"Short of building an ark or two, this sensible, readable handbook offers the best prospects for collective investment in an uncertain future." --Carol Van Strum, Department of the Planet Earth
"As the world passes through Peak Oil and society begins to Powerdown and Relocalize, this book will be of tremendous assistance to citizens and communities. Greg Pahl succinctly outlines why we need to use much less energy and then gives options and examples of how renewable energy can be produced locally. This handbook should be on the work-desk of anyone planning for a Post Carbon world." --Julian Darley, founder and director Post Carbon Institute
"The Citizen-Powered Energy Handbook should be in the hands of every community activist across North America. It promises to be the catalyst that finally moves community ownership to the forefront of renewable energy development.--Paul Gipe, author of Wind Power: Renewable Energy for Home, Farm, and Business
"Greg Pahl's Citizen-Powered Energy Handbook is a lucid, easy-to-read guide to what citizens of the planet can do about our energy dilemmas."--Dan Berman, author of Who Owns the Sun?
"If you have read enough already about our problems and are motivated to get to work, this book is for you. It goes far beyond being a primer on renewable energy technologies. By placing renewable energy into a broad social context, it will help citizens work cooperatively with governments and businesses to create community-scaled solutions. I wish I'd had this book years ago."--Dr. Jason Bradford, Willits Economic LocaLization
"As oil reserves dwindle and global warming accelerates, a rapid switch to renewable energy is imperative.
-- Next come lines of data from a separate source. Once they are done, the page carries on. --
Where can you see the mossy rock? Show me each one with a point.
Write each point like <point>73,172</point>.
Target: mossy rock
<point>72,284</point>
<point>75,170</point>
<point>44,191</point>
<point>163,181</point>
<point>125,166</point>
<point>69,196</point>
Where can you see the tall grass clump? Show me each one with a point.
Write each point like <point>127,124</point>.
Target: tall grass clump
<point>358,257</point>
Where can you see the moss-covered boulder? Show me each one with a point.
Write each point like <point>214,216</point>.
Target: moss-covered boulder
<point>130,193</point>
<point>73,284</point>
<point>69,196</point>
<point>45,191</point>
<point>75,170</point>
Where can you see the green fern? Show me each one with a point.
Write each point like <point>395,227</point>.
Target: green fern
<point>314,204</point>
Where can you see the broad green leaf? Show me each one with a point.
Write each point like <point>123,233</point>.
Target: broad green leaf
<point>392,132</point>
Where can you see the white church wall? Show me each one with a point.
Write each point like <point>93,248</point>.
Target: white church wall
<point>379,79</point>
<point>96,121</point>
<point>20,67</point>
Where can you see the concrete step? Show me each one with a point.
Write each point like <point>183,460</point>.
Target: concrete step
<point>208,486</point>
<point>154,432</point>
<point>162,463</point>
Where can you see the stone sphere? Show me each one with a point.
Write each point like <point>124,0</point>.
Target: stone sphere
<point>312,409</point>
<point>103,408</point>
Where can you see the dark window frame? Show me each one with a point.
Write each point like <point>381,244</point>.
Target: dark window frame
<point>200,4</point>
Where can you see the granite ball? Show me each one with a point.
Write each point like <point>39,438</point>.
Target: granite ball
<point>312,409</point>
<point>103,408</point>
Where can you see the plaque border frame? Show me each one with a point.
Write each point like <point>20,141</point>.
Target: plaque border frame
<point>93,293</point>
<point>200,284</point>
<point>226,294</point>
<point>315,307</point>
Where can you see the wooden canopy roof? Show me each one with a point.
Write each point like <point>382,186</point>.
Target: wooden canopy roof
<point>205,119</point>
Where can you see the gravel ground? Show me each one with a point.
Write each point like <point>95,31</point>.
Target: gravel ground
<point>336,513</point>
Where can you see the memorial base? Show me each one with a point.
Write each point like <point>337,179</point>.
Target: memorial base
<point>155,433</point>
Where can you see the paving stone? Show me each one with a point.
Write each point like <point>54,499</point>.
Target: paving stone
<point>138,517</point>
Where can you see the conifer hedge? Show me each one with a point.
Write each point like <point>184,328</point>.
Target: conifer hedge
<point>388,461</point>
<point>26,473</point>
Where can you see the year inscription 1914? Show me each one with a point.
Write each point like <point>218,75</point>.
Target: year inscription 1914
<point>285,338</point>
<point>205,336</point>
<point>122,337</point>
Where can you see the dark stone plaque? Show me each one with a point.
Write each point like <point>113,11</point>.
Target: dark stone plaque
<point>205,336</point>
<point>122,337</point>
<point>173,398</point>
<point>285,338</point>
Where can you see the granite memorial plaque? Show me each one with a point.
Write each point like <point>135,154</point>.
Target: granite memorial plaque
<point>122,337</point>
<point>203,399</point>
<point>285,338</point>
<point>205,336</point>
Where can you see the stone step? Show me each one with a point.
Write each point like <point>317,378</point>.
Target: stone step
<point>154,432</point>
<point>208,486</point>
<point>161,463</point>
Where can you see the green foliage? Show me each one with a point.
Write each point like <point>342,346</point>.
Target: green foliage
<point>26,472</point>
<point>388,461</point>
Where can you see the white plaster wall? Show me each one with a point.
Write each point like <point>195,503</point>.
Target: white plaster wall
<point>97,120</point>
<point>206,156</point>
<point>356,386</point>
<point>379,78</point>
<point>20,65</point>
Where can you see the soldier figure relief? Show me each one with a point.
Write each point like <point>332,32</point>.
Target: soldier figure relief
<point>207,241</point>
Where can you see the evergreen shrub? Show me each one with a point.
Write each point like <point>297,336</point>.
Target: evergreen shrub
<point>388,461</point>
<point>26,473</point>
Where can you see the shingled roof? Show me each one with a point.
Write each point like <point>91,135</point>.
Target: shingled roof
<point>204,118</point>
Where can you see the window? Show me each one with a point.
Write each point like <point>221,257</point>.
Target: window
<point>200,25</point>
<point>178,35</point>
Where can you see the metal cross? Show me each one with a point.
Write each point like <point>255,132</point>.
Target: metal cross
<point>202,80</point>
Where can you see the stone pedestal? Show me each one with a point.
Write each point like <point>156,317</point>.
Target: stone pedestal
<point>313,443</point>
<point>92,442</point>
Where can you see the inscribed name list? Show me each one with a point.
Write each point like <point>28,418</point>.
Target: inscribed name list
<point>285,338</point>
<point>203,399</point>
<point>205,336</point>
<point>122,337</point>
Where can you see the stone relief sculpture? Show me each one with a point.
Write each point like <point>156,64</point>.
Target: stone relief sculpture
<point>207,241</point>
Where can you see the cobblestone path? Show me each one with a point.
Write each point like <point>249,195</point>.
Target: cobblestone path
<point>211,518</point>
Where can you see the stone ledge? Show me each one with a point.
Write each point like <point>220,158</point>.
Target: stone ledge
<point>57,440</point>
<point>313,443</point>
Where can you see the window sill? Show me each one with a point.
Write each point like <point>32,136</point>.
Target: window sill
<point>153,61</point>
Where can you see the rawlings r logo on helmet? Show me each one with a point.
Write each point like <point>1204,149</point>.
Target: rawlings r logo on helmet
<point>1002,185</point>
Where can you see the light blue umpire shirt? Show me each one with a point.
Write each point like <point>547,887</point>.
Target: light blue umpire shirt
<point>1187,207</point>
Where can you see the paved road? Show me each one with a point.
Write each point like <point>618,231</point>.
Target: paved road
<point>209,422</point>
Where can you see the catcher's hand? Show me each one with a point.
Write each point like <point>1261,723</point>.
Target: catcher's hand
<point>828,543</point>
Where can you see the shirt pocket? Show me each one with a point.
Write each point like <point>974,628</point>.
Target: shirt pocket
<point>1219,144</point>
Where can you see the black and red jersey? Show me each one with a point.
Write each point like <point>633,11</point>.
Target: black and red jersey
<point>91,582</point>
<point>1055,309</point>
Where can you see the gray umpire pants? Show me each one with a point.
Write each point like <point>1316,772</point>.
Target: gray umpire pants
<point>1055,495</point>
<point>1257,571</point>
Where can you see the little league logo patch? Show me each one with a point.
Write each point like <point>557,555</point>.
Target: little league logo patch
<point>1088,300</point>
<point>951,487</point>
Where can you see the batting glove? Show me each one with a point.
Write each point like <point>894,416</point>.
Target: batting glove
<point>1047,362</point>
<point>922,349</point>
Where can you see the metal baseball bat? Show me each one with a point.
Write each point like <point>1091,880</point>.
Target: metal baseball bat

The question is whether it will lead us into a solar-powered corporate dictatorship, or a decentralized mix of autonomous and geographically appropriate energy sources. Greg Pahl's Citizen-Powered Energy Handbook provides an inspiring vision and a wonderfully specific blueprint for beginning to save both the planet and our other greatest natural resource--our own shredded sense of community."--Ross Gelbspan, author of Boiling Point and The Heat Is On
Solar roof panels, backyard wind turbines and biofuel stills: in this how-to vision of a future without hydrocarbon fuels, small really is beautiful. Faced with the paired (and frightfully imminent) dangers of global warming and the point at which half the total recoverable oil on Earth has been extracted and production begins to decline, Pahl champions a spectrum of alternative energy sources. Separate chapters on water, geothermal and biomass (firewood and plant matter) energies in addition to solar, wind and biofuel (the distillate of corn, soy and other crops) sources are both practical and inspirational. First comes technical information; then Pahl reports on community and cooperative alternative-energy successes. In Asheville, N.C., 24 clustered townhouses use solar panels for heat and hot water. Toronto powers 250 homes with a cooperative-owned lakeshore wind turbine. Micro-hydro projects (100 kilowatts or less) power small businesses and homes in Nepal, Pakistan and off-the-grid American communities. A short-run train in Sweden—a nation committed to achieving an oil-free economy by 2020—runs on biogas generated by fermenting cow guts; it gets about two-and-a-half miles per cow—proof, as this readable book illustrates, that ingenuity and small-bore efforts are one way to deal with an energy crisis.